The Air Force's flagship boost-glide hypersonic vehicle -- the Air-Launched Rapid Response Weapon -- encountered a problem during a flight demonstration Monday and failed to launch from a B-52.
The flight over Point Mugu Sea Range, CA, was supposed to be the first time the Air Force released ARRW from a host aircraft, but the weapon was unable to complete its launch sequence and safely returned with the B-52 to Edwards Air Force Base, CA, according to a statement Air Force spokesman Capt. Jacob Bailey sent to Inside Defense today.
"The ARRW program has been pushing boundaries since its inception and taking calculated risks to move this important capability forward," Brig. Gen. Heath Collins, program executive officer of the Air Force's armament directorate, said in the statement. "While not launching was disappointing, the recent test provided invaluable information to learn from and continue ahead. This is why we test."

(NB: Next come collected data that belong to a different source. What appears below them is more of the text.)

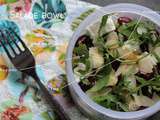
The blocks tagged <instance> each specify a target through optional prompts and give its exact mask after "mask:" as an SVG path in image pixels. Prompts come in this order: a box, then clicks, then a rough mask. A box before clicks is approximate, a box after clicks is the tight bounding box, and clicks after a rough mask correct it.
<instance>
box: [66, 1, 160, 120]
mask: <svg viewBox="0 0 160 120" xmlns="http://www.w3.org/2000/svg"><path fill="white" fill-rule="evenodd" d="M119 12H127V13H133V14H137V15H140V16H143V17H145V18H148V19H149V20H151V21H152V22H154V23H156V24H157V26H160V15H159V14H158V13H156V12H155V11H153V10H151V9H150V8H146V7H144V6H141V5H137V4H131V3H118V4H111V5H108V6H106V7H103V8H101V9H98V10H96V11H95V12H94V13H93V14H91V15H89V16H88V17H87V18H86V19H85V20H84V21H83V22H82V23H81V24H80V26H79V27H78V28H77V30H76V31H75V32H74V34H73V36H72V38H71V40H70V41H69V45H68V48H67V54H66V59H67V60H66V73H67V79H68V84H69V87H70V88H72V89H73V90H75V91H74V92H75V93H76V94H77V95H78V96H79V98H80V100H81V101H83V102H84V103H85V104H86V105H87V106H89V107H90V108H92V109H93V110H95V111H97V112H99V113H100V114H103V115H106V116H108V117H110V118H114V119H123V120H128V119H142V118H146V117H149V116H151V115H153V114H155V113H156V112H158V111H159V110H160V101H159V102H157V103H156V104H154V105H153V106H151V107H148V108H146V109H144V110H139V111H133V112H120V111H115V110H111V109H107V108H105V107H103V106H101V105H98V104H97V103H95V102H94V101H93V100H91V99H90V98H89V97H88V96H87V95H86V94H85V93H84V92H83V90H82V89H81V88H80V86H79V85H78V83H77V82H76V80H75V77H74V73H73V70H72V52H73V49H74V46H75V43H76V41H77V39H78V37H79V35H80V34H81V33H82V32H81V31H83V30H85V28H86V24H87V25H89V23H90V21H94V20H93V18H99V17H101V16H103V15H105V14H111V13H119ZM95 20H97V19H95Z"/></svg>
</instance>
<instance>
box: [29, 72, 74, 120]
mask: <svg viewBox="0 0 160 120" xmlns="http://www.w3.org/2000/svg"><path fill="white" fill-rule="evenodd" d="M32 77H33V78H34V79H35V81H36V83H37V84H38V85H39V87H40V89H41V92H42V93H43V96H44V97H45V100H46V102H47V103H48V104H49V105H50V106H51V108H53V109H54V110H55V112H56V113H57V114H58V116H59V117H60V119H61V120H71V119H70V118H69V116H68V114H67V111H66V110H65V108H64V107H63V106H62V104H61V103H60V102H59V101H58V98H57V97H58V96H57V97H56V96H53V95H51V94H50V93H49V91H48V89H47V88H46V87H45V86H44V85H43V83H42V82H41V80H40V78H39V77H38V76H37V74H36V73H35V74H32Z"/></svg>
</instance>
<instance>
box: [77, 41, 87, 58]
mask: <svg viewBox="0 0 160 120" xmlns="http://www.w3.org/2000/svg"><path fill="white" fill-rule="evenodd" d="M74 53H75V54H77V55H79V56H80V57H83V58H88V57H89V51H88V49H87V46H86V45H85V44H80V45H79V46H78V47H75V49H74Z"/></svg>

In addition to demonstrating safe release, the Air Force had hoped to assess booster performance, booster-shroud separation and simulated glider separation. Engineers will now evaluate the malfunction and return the weapon for another test, though the statement does not indicate how long that process may last.

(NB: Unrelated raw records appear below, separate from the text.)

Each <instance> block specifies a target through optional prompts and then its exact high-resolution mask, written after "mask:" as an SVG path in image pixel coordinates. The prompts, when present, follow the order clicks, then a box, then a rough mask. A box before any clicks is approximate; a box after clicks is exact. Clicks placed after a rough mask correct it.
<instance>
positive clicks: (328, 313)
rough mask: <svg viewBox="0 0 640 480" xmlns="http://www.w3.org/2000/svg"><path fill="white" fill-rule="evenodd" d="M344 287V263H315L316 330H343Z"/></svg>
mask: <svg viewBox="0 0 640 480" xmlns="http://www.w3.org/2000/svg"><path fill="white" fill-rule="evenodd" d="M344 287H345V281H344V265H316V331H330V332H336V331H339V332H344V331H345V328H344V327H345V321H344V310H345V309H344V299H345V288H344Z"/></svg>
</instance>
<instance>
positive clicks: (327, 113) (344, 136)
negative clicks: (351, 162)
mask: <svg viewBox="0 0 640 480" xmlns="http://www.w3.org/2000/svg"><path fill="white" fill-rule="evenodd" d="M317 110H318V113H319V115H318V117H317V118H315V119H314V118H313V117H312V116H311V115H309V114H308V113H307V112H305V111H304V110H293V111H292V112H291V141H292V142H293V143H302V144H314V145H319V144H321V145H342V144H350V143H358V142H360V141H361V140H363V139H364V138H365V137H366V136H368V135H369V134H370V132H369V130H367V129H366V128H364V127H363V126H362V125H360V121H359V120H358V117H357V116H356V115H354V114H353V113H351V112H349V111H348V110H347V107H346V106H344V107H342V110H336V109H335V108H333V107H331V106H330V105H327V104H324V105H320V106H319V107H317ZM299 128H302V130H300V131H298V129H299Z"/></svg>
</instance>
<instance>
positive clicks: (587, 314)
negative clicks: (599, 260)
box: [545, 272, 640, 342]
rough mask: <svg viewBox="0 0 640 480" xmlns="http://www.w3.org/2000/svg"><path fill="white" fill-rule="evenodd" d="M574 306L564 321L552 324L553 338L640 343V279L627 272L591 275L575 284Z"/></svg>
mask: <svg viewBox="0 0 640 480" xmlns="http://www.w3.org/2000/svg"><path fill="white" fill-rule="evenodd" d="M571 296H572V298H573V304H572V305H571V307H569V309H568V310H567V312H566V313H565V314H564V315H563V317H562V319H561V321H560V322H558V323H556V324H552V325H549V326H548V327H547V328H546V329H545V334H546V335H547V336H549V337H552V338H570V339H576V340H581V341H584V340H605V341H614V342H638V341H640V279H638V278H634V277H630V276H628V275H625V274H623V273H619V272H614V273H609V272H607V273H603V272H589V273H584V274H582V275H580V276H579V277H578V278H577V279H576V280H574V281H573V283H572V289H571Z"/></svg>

ARRW prime contractor Lockheed Martin referred questions about the program to the Air Force.
Meanwhile, the defect sets flight testing back even further after the Air Force delayed the initial launch demonstration from December. The service has already conducted seven captive-carriage tests, the last of which occurred in August 2020.
The statement does not provide details about how the malfunction may affect ARRW's anticipated production schedule. Former Air Force acquisition executive Will Roper said in December he hoped production would begin this year.